China's economy eases as exports slow

BEIJING (Reuters) - China grew 11.4 percent in 2007, the fastest pace in 13 years, but is headed for a modest slowdown this year as global demand weakens and credit curbs to cap inflation ripple through the economy.

A worker walks in a new five-star hotel construction site in downtown Shanghai, January 24, 2008. China's economy grew 11.4 percent in 2007, the fastest pace in 13 years. REUTERS/ Nir Elias

The softening was evident in figures issued on Thursday showing that annual gross domestic product growth eased to 11.2 percent in the fourth quarter from 11.5 percent in the July-September period and 11.9 percent in the second quarter.

“If economic growth sees a mild slowdown, that would be within our expectations,” Xie Fuzhan, head of the National Bureau of Statistics, told a news conference.

Still, 2007 marked the fifth consecutive year of double-digit growth for China, which is on course to overtake Germany as the world’s third-largest economy this year and is growing in importance as a locomotive for global growth.

“Average growth over the last five years has been 10.6 percent — that’s really extraordinary.
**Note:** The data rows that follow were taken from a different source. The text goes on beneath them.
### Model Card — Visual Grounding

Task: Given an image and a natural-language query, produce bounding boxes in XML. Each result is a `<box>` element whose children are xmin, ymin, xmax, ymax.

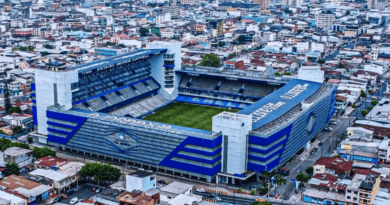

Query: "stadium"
<box><xmin>31</xmin><ymin>42</ymin><xmax>336</xmax><ymax>184</ymax></box>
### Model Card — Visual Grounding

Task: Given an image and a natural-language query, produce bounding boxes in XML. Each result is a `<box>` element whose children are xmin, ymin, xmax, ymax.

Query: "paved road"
<box><xmin>57</xmin><ymin>184</ymin><xmax>96</xmax><ymax>204</ymax></box>
<box><xmin>276</xmin><ymin>118</ymin><xmax>353</xmax><ymax>199</ymax></box>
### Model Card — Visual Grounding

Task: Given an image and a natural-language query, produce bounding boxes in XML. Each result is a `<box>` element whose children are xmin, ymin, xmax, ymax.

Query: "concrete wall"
<box><xmin>35</xmin><ymin>70</ymin><xmax>78</xmax><ymax>135</ymax></box>
<box><xmin>213</xmin><ymin>112</ymin><xmax>252</xmax><ymax>174</ymax></box>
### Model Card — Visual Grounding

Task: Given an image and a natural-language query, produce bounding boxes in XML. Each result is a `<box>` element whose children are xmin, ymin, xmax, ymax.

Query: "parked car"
<box><xmin>54</xmin><ymin>196</ymin><xmax>62</xmax><ymax>202</ymax></box>
<box><xmin>324</xmin><ymin>127</ymin><xmax>333</xmax><ymax>132</ymax></box>
<box><xmin>65</xmin><ymin>189</ymin><xmax>74</xmax><ymax>196</ymax></box>
<box><xmin>196</xmin><ymin>188</ymin><xmax>205</xmax><ymax>192</ymax></box>
<box><xmin>70</xmin><ymin>197</ymin><xmax>78</xmax><ymax>204</ymax></box>
<box><xmin>278</xmin><ymin>167</ymin><xmax>290</xmax><ymax>176</ymax></box>
<box><xmin>329</xmin><ymin>121</ymin><xmax>337</xmax><ymax>125</ymax></box>
<box><xmin>310</xmin><ymin>148</ymin><xmax>318</xmax><ymax>155</ymax></box>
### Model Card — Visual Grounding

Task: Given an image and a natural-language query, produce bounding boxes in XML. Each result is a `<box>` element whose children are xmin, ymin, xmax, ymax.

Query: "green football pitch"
<box><xmin>144</xmin><ymin>102</ymin><xmax>238</xmax><ymax>131</ymax></box>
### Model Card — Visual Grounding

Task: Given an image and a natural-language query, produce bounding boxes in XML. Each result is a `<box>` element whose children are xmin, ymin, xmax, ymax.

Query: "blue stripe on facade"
<box><xmin>47</xmin><ymin>121</ymin><xmax>76</xmax><ymax>129</ymax></box>
<box><xmin>248</xmin><ymin>124</ymin><xmax>292</xmax><ymax>146</ymax></box>
<box><xmin>176</xmin><ymin>154</ymin><xmax>222</xmax><ymax>164</ymax></box>
<box><xmin>247</xmin><ymin>124</ymin><xmax>293</xmax><ymax>171</ymax></box>
<box><xmin>159</xmin><ymin>135</ymin><xmax>222</xmax><ymax>176</ymax></box>
<box><xmin>181</xmin><ymin>147</ymin><xmax>222</xmax><ymax>157</ymax></box>
<box><xmin>46</xmin><ymin>110</ymin><xmax>88</xmax><ymax>144</ymax></box>
<box><xmin>32</xmin><ymin>105</ymin><xmax>38</xmax><ymax>125</ymax></box>
<box><xmin>72</xmin><ymin>77</ymin><xmax>157</xmax><ymax>105</ymax></box>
The ups and downs each year have also been limited — that’s also extraordinary,” Xie said.

As global credit woes stemming from the U.S. subprime crisis drag down demand for China’s exports, which contributed about a third of last year’s increase in GDP, economists expect China’s growth this year to dip to around 10 percent.

That would match the average growth rate China has enjoyed since it embarked on market reforms in 1978 and would maintain its status as the world’s fastest-growing major economy.
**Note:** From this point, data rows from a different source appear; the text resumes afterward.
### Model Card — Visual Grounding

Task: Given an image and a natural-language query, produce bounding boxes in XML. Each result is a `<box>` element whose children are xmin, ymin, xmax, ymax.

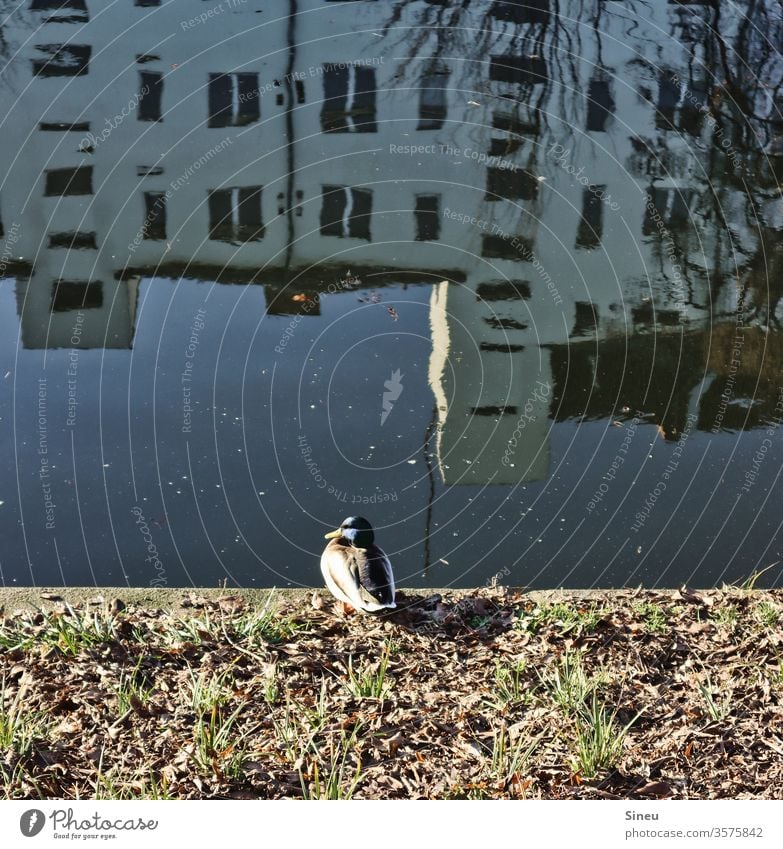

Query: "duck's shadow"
<box><xmin>375</xmin><ymin>591</ymin><xmax>517</xmax><ymax>639</ymax></box>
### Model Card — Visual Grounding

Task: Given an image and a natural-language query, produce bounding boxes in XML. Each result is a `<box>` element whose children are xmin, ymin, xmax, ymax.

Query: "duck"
<box><xmin>321</xmin><ymin>516</ymin><xmax>397</xmax><ymax>613</ymax></box>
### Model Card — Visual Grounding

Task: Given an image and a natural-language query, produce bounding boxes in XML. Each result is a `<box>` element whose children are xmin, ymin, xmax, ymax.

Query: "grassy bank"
<box><xmin>0</xmin><ymin>588</ymin><xmax>783</xmax><ymax>799</ymax></box>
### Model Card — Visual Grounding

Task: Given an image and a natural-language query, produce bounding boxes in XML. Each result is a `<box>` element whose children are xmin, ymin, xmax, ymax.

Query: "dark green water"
<box><xmin>0</xmin><ymin>0</ymin><xmax>783</xmax><ymax>587</ymax></box>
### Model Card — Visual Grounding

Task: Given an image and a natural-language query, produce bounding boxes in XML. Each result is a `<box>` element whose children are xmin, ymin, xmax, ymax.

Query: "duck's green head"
<box><xmin>326</xmin><ymin>516</ymin><xmax>375</xmax><ymax>548</ymax></box>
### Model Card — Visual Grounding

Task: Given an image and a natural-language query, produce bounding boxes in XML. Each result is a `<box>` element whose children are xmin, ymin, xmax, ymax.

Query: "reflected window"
<box><xmin>586</xmin><ymin>72</ymin><xmax>614</xmax><ymax>133</ymax></box>
<box><xmin>207</xmin><ymin>74</ymin><xmax>261</xmax><ymax>127</ymax></box>
<box><xmin>49</xmin><ymin>230</ymin><xmax>98</xmax><ymax>250</ymax></box>
<box><xmin>141</xmin><ymin>192</ymin><xmax>166</xmax><ymax>241</ymax></box>
<box><xmin>571</xmin><ymin>301</ymin><xmax>598</xmax><ymax>336</ymax></box>
<box><xmin>33</xmin><ymin>44</ymin><xmax>92</xmax><ymax>77</ymax></box>
<box><xmin>30</xmin><ymin>0</ymin><xmax>90</xmax><ymax>24</ymax></box>
<box><xmin>576</xmin><ymin>186</ymin><xmax>606</xmax><ymax>250</ymax></box>
<box><xmin>137</xmin><ymin>71</ymin><xmax>163</xmax><ymax>121</ymax></box>
<box><xmin>484</xmin><ymin>168</ymin><xmax>538</xmax><ymax>201</ymax></box>
<box><xmin>489</xmin><ymin>0</ymin><xmax>550</xmax><ymax>24</ymax></box>
<box><xmin>208</xmin><ymin>186</ymin><xmax>264</xmax><ymax>242</ymax></box>
<box><xmin>414</xmin><ymin>195</ymin><xmax>440</xmax><ymax>242</ymax></box>
<box><xmin>476</xmin><ymin>280</ymin><xmax>531</xmax><ymax>301</ymax></box>
<box><xmin>655</xmin><ymin>68</ymin><xmax>681</xmax><ymax>130</ymax></box>
<box><xmin>51</xmin><ymin>280</ymin><xmax>103</xmax><ymax>312</ymax></box>
<box><xmin>30</xmin><ymin>0</ymin><xmax>87</xmax><ymax>6</ymax></box>
<box><xmin>44</xmin><ymin>165</ymin><xmax>92</xmax><ymax>197</ymax></box>
<box><xmin>642</xmin><ymin>186</ymin><xmax>693</xmax><ymax>238</ymax></box>
<box><xmin>321</xmin><ymin>186</ymin><xmax>372</xmax><ymax>242</ymax></box>
<box><xmin>321</xmin><ymin>64</ymin><xmax>378</xmax><ymax>133</ymax></box>
<box><xmin>481</xmin><ymin>235</ymin><xmax>532</xmax><ymax>260</ymax></box>
<box><xmin>489</xmin><ymin>53</ymin><xmax>548</xmax><ymax>85</ymax></box>
<box><xmin>38</xmin><ymin>121</ymin><xmax>90</xmax><ymax>133</ymax></box>
<box><xmin>416</xmin><ymin>67</ymin><xmax>449</xmax><ymax>130</ymax></box>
If the economy slows more than expected, economists are in no doubt that Beijing will unwind some of the restrictive policies it has rolled out over the past year.
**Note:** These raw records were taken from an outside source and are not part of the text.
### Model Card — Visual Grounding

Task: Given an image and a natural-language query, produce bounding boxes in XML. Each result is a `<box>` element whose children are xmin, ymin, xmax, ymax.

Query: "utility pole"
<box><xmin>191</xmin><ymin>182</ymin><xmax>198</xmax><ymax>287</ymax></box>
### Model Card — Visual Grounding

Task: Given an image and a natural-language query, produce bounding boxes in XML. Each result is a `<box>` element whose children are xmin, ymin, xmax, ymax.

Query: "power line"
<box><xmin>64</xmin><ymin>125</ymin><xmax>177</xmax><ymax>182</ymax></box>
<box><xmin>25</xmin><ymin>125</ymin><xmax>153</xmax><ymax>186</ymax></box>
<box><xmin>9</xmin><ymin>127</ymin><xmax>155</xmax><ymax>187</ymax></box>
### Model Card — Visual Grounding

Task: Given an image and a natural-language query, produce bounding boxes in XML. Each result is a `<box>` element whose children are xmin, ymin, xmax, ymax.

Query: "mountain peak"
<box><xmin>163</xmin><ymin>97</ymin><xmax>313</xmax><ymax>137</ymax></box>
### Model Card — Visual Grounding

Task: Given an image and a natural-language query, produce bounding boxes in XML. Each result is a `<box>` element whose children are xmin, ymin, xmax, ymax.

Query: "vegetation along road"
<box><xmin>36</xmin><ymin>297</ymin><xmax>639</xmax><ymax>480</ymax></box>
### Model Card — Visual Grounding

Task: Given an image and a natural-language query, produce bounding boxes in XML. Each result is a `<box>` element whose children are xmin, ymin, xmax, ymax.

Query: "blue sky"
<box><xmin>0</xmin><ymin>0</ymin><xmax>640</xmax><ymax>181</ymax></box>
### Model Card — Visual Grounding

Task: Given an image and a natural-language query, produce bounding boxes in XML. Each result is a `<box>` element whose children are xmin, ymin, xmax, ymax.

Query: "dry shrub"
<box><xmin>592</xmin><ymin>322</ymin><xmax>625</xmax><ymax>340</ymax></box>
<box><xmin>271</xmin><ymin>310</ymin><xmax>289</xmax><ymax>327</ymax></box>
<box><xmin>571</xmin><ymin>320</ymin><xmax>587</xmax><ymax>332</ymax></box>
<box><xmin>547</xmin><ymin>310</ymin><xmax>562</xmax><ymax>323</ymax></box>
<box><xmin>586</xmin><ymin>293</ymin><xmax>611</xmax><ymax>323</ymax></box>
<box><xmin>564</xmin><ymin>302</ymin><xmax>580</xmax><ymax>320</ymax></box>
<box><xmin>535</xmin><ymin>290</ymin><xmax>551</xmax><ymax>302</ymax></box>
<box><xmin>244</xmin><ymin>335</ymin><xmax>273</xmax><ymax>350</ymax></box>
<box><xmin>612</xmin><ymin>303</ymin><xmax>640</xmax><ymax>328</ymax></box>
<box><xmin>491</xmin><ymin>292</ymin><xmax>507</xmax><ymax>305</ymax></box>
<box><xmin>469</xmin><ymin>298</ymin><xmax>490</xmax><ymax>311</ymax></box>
“China may relax its tightening after March if domestic consumption is not as strong as expected and if investment drops sharply,” said Zhao Qingming, an economist with China Construction Bank in Beijing.

The ruling Communist party, economists say, wants above all to avert an economic hard landing that could sap its legitimacy as it prepares to show off China to the world in August’s Olympic Games.


“I’m positive about China’s economy this year, Xie said. But he added: “The government could adopt a number of policies to offset the negative impact that could come from a slowing U.S. economy.”

Yet China is also wary of inflation, which has touched off social unrest many times in the past.

Although consumer price inflation slowed to 6.5 percent in December from an 11-year high of 6.9 percent in November, factory-gate inflation jumped to 5.4 percent from 4.6 percent.

“Even if there are no new price rises, the lagged effect of price increases in 2007 will by itself bring with it heavy inflation pressures this year,” Xie said.

This leaves China in much the same position as the European Central Bank: aware that it might need to ease policy to prop up the economy, but worried that inflation is above target.

“China definitely needs to tighten further to tame inflation,” said Song Guoqing, an economics professor at Peking University.

To cap inflation and prevent overheating, Beijing raised interest rates six times last year and gave banks blunt orders to lend less.

Alarmed by surging prices, the authorities this month also froze energy and transport tariffs and imposed temporary price controls on food — the fount of the latest spike in inflation.

“China will not relax its tightening, at least in the short term, as the growth rate is still on the high side and inflation is going up,” said Zhang Yongjun, a senior economist with the State Information Centre, a government think-tank in Beijing.

“But in the second half, if the economy keeps slowing down and inflation comes down, the tightening measures might be eased somewhat,” he added.